WIP: lima: Split indexed draws
The blob splits indexed draws in cases when the index buffer is not
contiguous. This is done as soon as we have a gap > 8 in the index buffer.
index_buffer = [0, 10, 2] -> results in a single draw (0~10)
index_buffer = [0, 11, 2] -> results in two draws (0~2), (10)
So it seems, that the blob uses a gap of 11 - 2 = 9, from which on draws
This effort tries to implement this behaviour.
What it mainly does, is:
- Allocate shadow CPU memory when a buffer for indices is created.
This is currently only done, if the buffer is bound with
There is a deqp test (functional.buffer.write.use.index_array.array),
which uses PIPE_BIND_BUFFER_VERTEX to upload the indices. This case isn't
handled in this MR, the blob does that split though.
- Copy the dirty part of the shadow buffer back to GPU mem during unmapping
- Within the indexed draw we do some more or less magic things :)
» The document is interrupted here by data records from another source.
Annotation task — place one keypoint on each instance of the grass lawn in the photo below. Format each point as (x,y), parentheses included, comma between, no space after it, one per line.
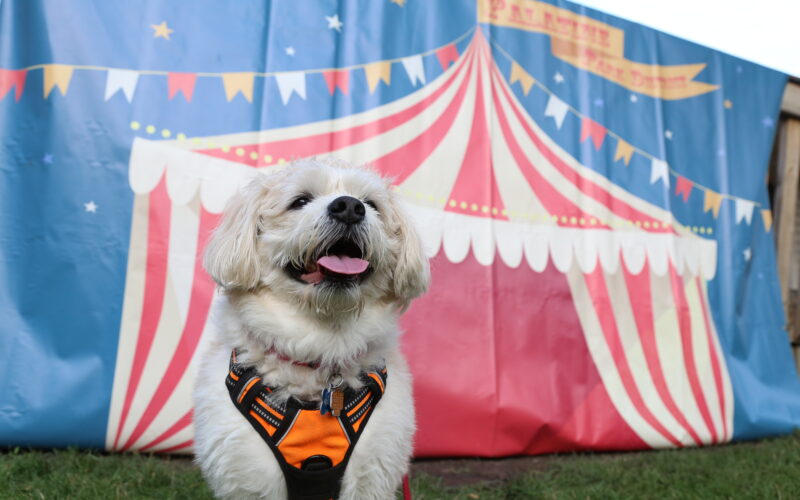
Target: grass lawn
(765,469)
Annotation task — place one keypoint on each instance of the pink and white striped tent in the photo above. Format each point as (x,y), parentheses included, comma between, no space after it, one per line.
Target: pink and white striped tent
(566,313)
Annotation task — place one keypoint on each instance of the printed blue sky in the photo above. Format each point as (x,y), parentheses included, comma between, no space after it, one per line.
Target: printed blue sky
(764,32)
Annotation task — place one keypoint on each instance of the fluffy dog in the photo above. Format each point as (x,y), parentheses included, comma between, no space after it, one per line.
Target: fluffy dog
(315,263)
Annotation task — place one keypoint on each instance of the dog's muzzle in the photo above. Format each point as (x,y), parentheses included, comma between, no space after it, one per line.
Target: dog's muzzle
(341,263)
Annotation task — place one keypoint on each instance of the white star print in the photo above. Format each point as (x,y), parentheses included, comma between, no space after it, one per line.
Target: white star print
(334,23)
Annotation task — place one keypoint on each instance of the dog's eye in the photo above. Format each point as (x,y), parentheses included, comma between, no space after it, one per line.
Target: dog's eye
(300,202)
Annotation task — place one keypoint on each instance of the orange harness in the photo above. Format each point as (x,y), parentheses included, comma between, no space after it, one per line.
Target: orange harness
(312,448)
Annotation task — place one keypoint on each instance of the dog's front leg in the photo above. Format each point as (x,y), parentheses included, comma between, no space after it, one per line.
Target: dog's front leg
(381,456)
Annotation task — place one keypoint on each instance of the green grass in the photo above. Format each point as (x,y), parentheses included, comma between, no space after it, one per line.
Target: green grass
(765,469)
We memcpy that shadow memory to a temporary one,
do a quick sort on it and see how many draws we need, when splitting the draws,
if the gap between the used indices is > 8.
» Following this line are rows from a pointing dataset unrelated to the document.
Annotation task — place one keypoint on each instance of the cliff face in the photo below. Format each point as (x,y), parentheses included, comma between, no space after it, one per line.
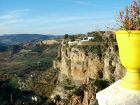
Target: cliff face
(80,64)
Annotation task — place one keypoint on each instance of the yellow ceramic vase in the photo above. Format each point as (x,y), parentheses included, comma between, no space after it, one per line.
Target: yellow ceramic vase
(129,51)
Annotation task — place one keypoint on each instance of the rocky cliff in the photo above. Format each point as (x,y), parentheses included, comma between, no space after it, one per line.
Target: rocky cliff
(87,68)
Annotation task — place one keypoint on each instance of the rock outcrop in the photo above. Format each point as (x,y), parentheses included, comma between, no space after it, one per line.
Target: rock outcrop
(83,64)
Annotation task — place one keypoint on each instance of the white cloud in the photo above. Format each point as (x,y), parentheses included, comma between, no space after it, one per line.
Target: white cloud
(84,3)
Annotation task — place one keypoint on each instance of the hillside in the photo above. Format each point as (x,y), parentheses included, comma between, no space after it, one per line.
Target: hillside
(13,39)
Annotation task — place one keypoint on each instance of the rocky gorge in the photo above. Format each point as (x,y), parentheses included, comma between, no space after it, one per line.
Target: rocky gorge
(86,69)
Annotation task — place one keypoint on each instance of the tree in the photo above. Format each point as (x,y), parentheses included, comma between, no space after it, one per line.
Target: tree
(66,36)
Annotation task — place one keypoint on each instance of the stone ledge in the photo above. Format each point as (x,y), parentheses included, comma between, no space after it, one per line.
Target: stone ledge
(117,95)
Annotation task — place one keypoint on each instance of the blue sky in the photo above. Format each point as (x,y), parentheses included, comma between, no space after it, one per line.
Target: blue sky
(58,16)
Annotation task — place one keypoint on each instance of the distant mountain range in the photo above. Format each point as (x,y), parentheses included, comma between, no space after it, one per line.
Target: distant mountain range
(12,39)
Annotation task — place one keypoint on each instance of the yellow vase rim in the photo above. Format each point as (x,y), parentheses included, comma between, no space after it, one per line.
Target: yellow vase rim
(128,32)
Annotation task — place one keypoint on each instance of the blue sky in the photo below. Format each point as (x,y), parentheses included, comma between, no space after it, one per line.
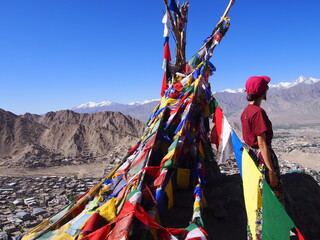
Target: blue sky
(57,54)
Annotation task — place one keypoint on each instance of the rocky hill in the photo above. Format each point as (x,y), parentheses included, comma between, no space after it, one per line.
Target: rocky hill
(288,103)
(64,137)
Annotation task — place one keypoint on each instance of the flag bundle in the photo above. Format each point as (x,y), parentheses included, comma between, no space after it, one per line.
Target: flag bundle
(133,201)
(173,154)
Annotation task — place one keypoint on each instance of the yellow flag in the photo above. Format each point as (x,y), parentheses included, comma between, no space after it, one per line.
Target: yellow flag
(250,177)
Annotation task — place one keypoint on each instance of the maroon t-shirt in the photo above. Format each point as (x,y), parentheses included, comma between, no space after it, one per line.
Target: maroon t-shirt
(255,122)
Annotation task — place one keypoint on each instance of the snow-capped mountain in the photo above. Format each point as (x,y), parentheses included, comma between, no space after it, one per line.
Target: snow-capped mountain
(281,85)
(288,103)
(296,102)
(138,110)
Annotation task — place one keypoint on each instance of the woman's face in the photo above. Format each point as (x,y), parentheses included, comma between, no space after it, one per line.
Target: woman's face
(264,96)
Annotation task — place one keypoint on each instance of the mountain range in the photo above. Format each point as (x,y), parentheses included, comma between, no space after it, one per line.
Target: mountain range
(64,137)
(288,103)
(94,131)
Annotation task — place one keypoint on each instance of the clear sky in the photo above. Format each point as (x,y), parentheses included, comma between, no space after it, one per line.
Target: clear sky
(56,54)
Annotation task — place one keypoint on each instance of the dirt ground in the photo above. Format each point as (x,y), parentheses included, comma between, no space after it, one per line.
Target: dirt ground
(94,170)
(309,160)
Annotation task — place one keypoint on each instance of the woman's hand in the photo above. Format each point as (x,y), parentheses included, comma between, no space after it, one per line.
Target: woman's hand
(273,179)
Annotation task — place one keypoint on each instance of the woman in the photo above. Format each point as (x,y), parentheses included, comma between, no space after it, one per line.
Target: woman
(257,133)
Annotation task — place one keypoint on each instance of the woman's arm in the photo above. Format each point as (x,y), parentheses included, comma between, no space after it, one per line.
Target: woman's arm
(267,159)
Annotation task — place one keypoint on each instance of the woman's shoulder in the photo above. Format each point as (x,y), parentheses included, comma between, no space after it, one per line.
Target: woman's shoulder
(254,108)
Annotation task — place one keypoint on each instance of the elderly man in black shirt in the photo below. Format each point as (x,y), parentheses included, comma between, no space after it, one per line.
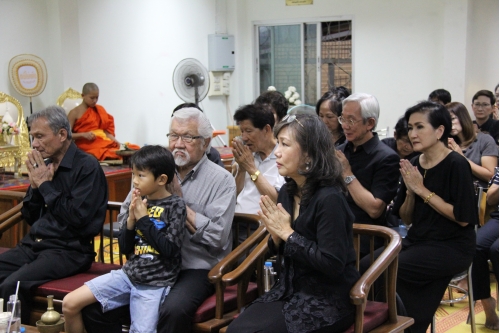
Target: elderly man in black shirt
(65,206)
(370,168)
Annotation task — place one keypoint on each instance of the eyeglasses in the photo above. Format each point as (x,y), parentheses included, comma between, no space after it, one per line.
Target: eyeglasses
(349,122)
(184,138)
(289,118)
(479,105)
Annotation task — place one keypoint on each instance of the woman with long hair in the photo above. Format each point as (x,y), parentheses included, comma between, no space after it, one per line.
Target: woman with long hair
(478,148)
(437,199)
(311,227)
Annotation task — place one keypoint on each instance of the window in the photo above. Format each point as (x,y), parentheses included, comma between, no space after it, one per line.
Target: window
(288,55)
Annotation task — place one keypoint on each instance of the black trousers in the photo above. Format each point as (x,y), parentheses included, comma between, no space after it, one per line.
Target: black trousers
(486,249)
(424,271)
(33,264)
(176,312)
(269,318)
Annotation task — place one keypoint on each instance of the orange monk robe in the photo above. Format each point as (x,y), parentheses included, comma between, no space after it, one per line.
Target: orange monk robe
(97,120)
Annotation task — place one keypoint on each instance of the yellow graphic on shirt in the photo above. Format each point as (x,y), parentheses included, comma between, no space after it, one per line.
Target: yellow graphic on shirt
(141,244)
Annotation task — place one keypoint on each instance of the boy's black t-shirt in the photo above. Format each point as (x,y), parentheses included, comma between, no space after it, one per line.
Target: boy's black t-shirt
(155,243)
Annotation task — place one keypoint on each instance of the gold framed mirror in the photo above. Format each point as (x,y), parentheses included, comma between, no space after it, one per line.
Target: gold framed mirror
(11,110)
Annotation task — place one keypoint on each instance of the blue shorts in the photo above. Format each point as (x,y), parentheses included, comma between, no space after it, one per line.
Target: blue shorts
(115,289)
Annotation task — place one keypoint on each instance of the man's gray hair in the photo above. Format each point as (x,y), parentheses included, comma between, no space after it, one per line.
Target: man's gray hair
(204,127)
(369,106)
(56,117)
This can still be improved. We can use a better algorithm, to find the gaps
and we should probably think about how to avoid the memcpy and qsort with each draw.
- Fill an array of struct (ctx->minmax) with corresponding min/ max values
depending on the number of draws we calculated for usage in
VS CMD stream creation.
- Use correct addresses for varyings and attributes including the right offset
- Use the ctx->minmax array and create VS CMDS while iteration through the array
The main issue on this effort is, that we need to get benchmarks, if this really is
an optimization and if so, what the best value of the gap is.
We have to get some benchmarks first to drop the WIP.
There are no regressions with dEQP-GLES2 tests.